The Neuroethics of Advertising

Report from International Neuroethics Society annual meeting
Ann Whitman
November 3, 2018

When you hear the term “neuromarketing,” do you envision corporate mind control directing you to purchase products? You are not alone. The good news is, no mind-controlling “buy button” exists. The bad news is, as neuroscience areas such as decision-making and reward processing advance, and our personal data accumulates online, there’s no guarantee it will never exist in the future. But this is exactly why it’s important to discuss topics such as this now in an ethical context.

High interest during INS annual meeting public lecture. See video of event, below.

At the International Neuroethics Society (INS) annual meeting public program in San Diego Thursday night, neuroscientists employed by the marketplace and academia spoke about neuromarketing, or consumer neuroscience, as it stands, how it may evolve, and the ethical implications that need to be considered alongside this emerging field.

Panelist Carl Marci, chief neuroscientist of Nielsen Consumer Neuroscience at Nielsen Company, the largest market research company in the world, quickly dismissed the notion that market research can override free will through manipulation. What it does do, he said, is offer tools to help companies better understand how to engage consumers with marketing that emotionally affects them and sticks in their memory.

The key measurement tools in Nielson’s arsenal are: EEG (measure of brain activity), biometrics (measure of emotional engagement), facial coding, eye tracking, and self-reports. The majority of testing is done in a physical environment (usually asking people to watch media or advertising), he said, and a combination of tools yields the best results for predicting sales. (Though on its own, EEG rates highest in prediction success with 62 percent.)

But even with the best marketing practices, how do companies attract the attention of consumers in this age of technological distraction? It’s not easy, Marci said. “Consumers have far too much choice and are too savvy,” he said.

While media consumption increased from 48 hours in 2002 to 75 hours in 2017, people are not focusing on one platform, he said. Looking at the digital multitasking behaviors of digital natives (ages 21-27) and digital immigrants (ages 31-55), researchers found that natives average 27 switches per non-working hour, while the immigrants average 17, he said.

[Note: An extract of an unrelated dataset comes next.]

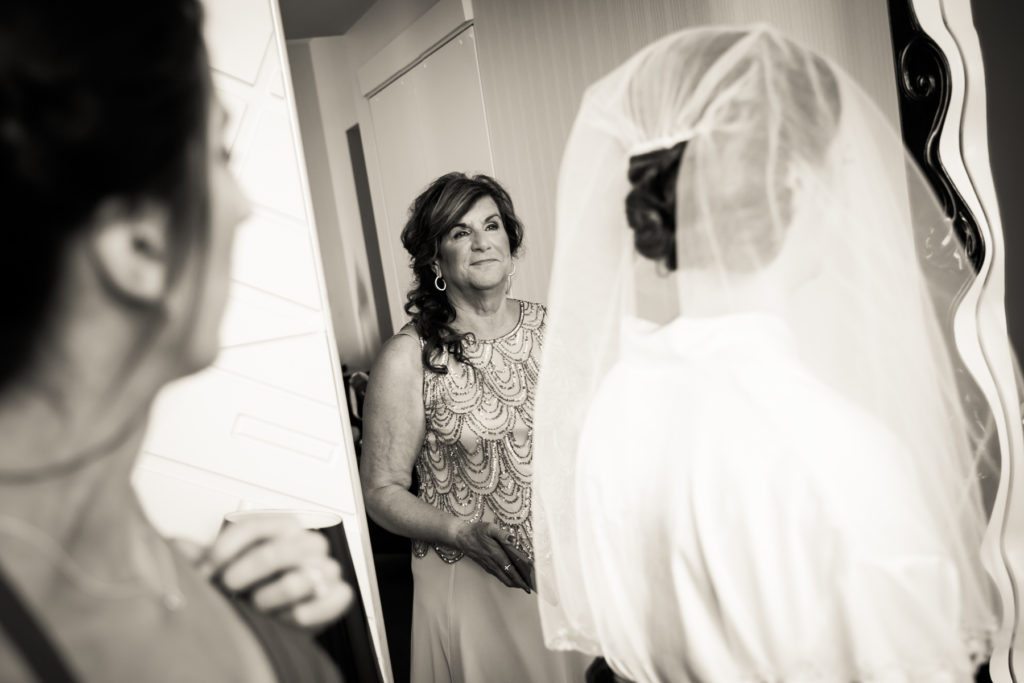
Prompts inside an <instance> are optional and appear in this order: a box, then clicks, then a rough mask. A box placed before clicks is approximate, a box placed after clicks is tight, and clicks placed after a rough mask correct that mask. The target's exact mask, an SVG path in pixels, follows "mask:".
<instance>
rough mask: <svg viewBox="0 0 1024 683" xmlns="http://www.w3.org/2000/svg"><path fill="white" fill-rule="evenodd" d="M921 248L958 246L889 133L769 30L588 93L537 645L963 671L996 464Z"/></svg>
mask: <svg viewBox="0 0 1024 683" xmlns="http://www.w3.org/2000/svg"><path fill="white" fill-rule="evenodd" d="M929 236H932V239H938V240H950V241H952V242H951V243H949V244H951V245H952V246H953V247H958V245H957V244H956V242H955V234H954V233H953V232H952V229H951V225H950V223H949V221H948V220H946V218H945V216H944V214H943V212H942V209H941V207H940V205H939V203H938V202H937V200H936V199H935V197H934V196H933V195H932V193H931V190H930V189H929V186H928V184H927V182H926V181H925V180H924V179H923V177H922V175H921V173H920V171H919V170H918V169H916V168H915V167H914V166H913V164H912V163H909V162H908V161H907V159H906V158H905V156H904V152H903V146H902V142H901V138H900V136H899V134H898V133H897V132H896V131H895V130H893V128H892V126H891V125H890V124H889V122H888V121H887V120H886V119H885V118H884V116H883V115H882V114H881V113H880V112H879V111H878V109H877V108H876V105H874V104H873V103H872V102H871V101H870V99H869V98H868V97H867V95H866V94H865V93H864V92H863V91H862V90H861V88H860V87H859V86H858V85H857V84H856V83H854V82H853V81H852V79H851V78H850V77H849V76H848V75H846V74H845V73H844V72H843V71H842V70H841V69H840V68H838V67H837V66H836V65H834V63H831V62H830V61H828V60H827V59H825V58H823V57H821V56H819V55H817V54H815V53H813V52H812V51H810V50H808V49H806V48H804V47H802V46H800V45H798V44H796V43H795V42H793V41H791V40H788V39H786V38H784V37H782V36H781V35H779V34H778V33H777V32H776V31H774V30H773V29H771V28H768V27H763V26H759V27H752V28H744V27H732V28H725V27H723V28H702V29H697V30H690V31H684V32H681V33H677V34H674V35H671V36H669V37H667V38H665V39H663V40H660V41H658V42H656V43H654V44H652V45H650V46H648V47H647V48H645V49H644V50H642V51H640V52H639V53H638V54H636V55H635V56H634V57H633V58H631V59H630V60H629V61H627V62H626V63H625V65H623V66H622V67H621V68H618V69H616V70H615V71H614V72H612V73H611V74H609V75H608V76H606V77H605V78H603V79H601V80H600V81H598V82H597V83H596V84H594V85H593V86H591V88H590V89H589V90H588V91H587V93H586V95H585V96H584V99H583V103H582V105H581V109H580V113H579V115H578V117H577V120H575V124H574V126H573V128H572V132H571V134H570V137H569V141H568V144H567V147H566V151H565V156H564V158H563V161H562V168H561V175H560V178H559V186H558V211H557V238H556V249H555V258H554V265H553V274H552V285H551V293H550V299H549V305H550V311H551V315H550V322H549V324H548V329H547V336H546V341H545V349H544V354H543V368H544V371H543V372H542V374H541V379H540V382H539V386H538V396H537V413H536V416H537V420H536V439H537V443H536V453H535V462H536V468H535V482H534V483H535V485H534V494H535V505H534V515H535V517H534V520H535V552H536V559H535V561H536V566H537V574H538V584H539V592H540V597H541V600H540V607H541V614H542V622H543V625H544V630H545V636H546V641H547V643H548V645H549V646H551V647H555V648H558V649H577V650H581V651H584V652H589V653H592V654H601V655H603V656H604V657H605V659H606V660H607V663H608V664H609V665H610V667H611V669H612V670H613V671H614V673H615V674H616V675H617V676H618V677H621V678H625V679H628V680H631V681H638V682H639V681H644V682H646V681H673V682H679V681H806V680H826V681H882V680H885V681H889V680H893V681H929V682H933V681H958V680H970V678H971V676H972V675H973V673H974V670H975V668H976V667H977V666H978V665H979V664H980V663H982V661H985V660H986V658H987V657H988V655H989V654H990V649H991V639H992V636H993V634H994V633H995V630H996V627H997V620H996V609H995V606H994V593H993V589H992V586H991V584H990V581H989V578H988V577H987V574H986V572H985V570H984V568H983V567H982V563H981V556H980V550H981V543H982V535H983V532H984V529H985V524H986V515H985V511H984V509H983V505H982V500H981V494H980V486H979V476H980V474H982V473H985V472H987V471H988V470H987V468H988V467H989V465H990V464H989V463H986V462H983V457H982V456H980V455H977V454H976V451H977V449H976V447H975V444H974V443H975V442H974V441H973V440H972V430H971V427H970V426H969V422H968V420H967V417H966V415H967V412H966V409H965V405H964V404H963V402H962V399H961V393H959V392H958V391H957V385H956V382H955V380H954V375H953V369H952V364H951V359H950V357H951V356H950V354H951V352H953V351H954V347H953V344H952V335H951V331H946V332H944V331H943V329H942V327H941V326H940V323H939V316H938V315H937V313H936V308H937V306H939V307H943V310H944V309H945V308H944V305H945V303H947V302H948V300H949V297H950V296H951V295H950V293H951V292H955V291H956V288H957V287H958V285H959V283H961V282H963V278H964V273H963V272H956V271H952V272H950V271H948V270H942V269H940V268H937V267H935V266H933V265H932V264H930V263H928V262H927V260H926V259H925V257H924V255H923V253H922V252H920V251H919V245H922V244H924V242H925V239H926V238H928V237H929ZM940 304H941V305H940Z"/></svg>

So what’s the marketing workaround? “Engage, message, brand,” said Marci. Great creative pieces grab people’s attention, engage emotions, and activate memory centers. The top advertisements elicit greater brain activity in areas related to personal relevance, he said.

Anyone familiar with marketing knows the importance of the brand and cultivating brand loyalty. Using popular brands Coke and Pepsi, panelist Read Montague, director of the Human Neuroimaging Laboratory at Virginia Tech Carilion Research Institute, imaged brain responses to brand rivals Pepsi and Coke using fMRI in 2004. His results found that blind taste tests of subjects’ preferred drink lit up a different area of the brain than when they knowingly consumed that same drink (Coke was far and away more popular).

A secondary result of the study was that Montague’s work unleashed criticism about neuromarketing, with people expressing fear that it offered a path for corporations to influence our behavioral choices subconsciously. While recognizing the concern, Montague noted the benefit of neuroscientists studying and publishing about how the brain works in the consumer market, as opposed to a private company manipulating people for years without them knowing.

That distinction between academic research and private research is an important one to note, and one that panelist Uma Karmarkar, assistant professor of marketing/ITO at the Rady School of Management at UCSD, emphasized. While acknowledging that Nielson operates at a refreshing level of transparency, corporate research isn’t necessarily held to the same rigorous, peer-reviewed standard as that in academia. “The research doesn’t have to be right for clients,” she said, “it has to be effective.” She also raised the question of informed consent standards for research subjects within the different arenas.

Looking to the future of the field, how good will personal targeting get and how will it be regulated? asked neuroscientist Steven Hyman, event moderator, former INS president, and current Dana Foundation Board and Dana Alliance for Brain Initiatives member.

Studies will become “faster, smaller, and cheaper, because clients want the information quickly,” responded Marci. But consumer neuroscience won’t be without competition: It could be eclipsed by big data–the “digital cookie crumbs” so many of us leave behind as we use technology.

Regulation of data is and will continue to be difficult as technology develops faster than governments are able to pass or enact laws. To combat fears, he said, tech company leaders have formed the Neuromarketing Science and Business Association and adopted a code of ethics.

In this intersection of neuroscience and society where even those in regulatory roles are playing catch-up, we’ll have to wait and see. But it’s clear that we, as the public, should continue to be vigilant and ask questions to ensure consent remains a priority.